Not precisely the reaction she’d been expecting. It took the wind from her sails, leaving her confused and empty and dazed; and yet, in a tiny way, she wanted to throw her arms around Aidan for seeming to understand how desperately she wanted to be a normal bride with a normal husband and a normal life.

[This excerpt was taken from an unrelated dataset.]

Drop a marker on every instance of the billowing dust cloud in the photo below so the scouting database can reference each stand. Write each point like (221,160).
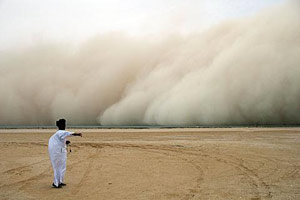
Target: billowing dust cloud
(244,71)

He took her by the shoulders, stepping back to gaze down at her. “This is the best news I’ve had in ages.” Exhaustion smudged the skin below his eyes, frustration tensing his square jaw. “Your aunts will be ecstatic. They’ve been seeking word of you everywhere; actually, part of my business in town was to see what I could find out abou

t you.”

A cannonball dropped into the pit of her stomach. Her aunts. How on earth was she going to face them after this? Somehow in the mounting chaos of her days in Dublin, that question had gotten lost in the shuffle. Aidan’s arrival drove it front and center. “Are they all right?”

He released her to once more prowl like some great hunting cat, his hand tapping at his thigh. “Mrs. Pheeney has taken to her bed with hartshorn for her nerves and magnesia for her upset stomach, but Miss Sara has been stalwart in containing the scandal. In fact, she was the only one unsurprised by your elopement.”

Elisabeth took a seat upon the edge of a settee, her queasiness resuming double force. “She knew Brendan had returned. She recognized him, you see.” Elisabeth rubbed her temples as if trying to keep her brains from oozing out her ears. “And I think somehow . . . some way . . . she sensed what would happen.”

“Did she?” He grunted. “Fancy that. Don’t doubt it. Your grandmother carried the blood.” He scraped a knuckle along his chin. A gesture she’d seen Brendan make a million times. The cannonball moved up into her chest.

“Was it . . . as bad as I imagine?” she ventured.

“I wasn’t there during the ruckus, but Lady Kilronan told me the place was pandemonium, with everyone accusing everyone else. One group wanted to charge out after you and drag you back by the hair. The other faction washed their hands of the debacle.”

“I can imagine which side Gordon came down on.”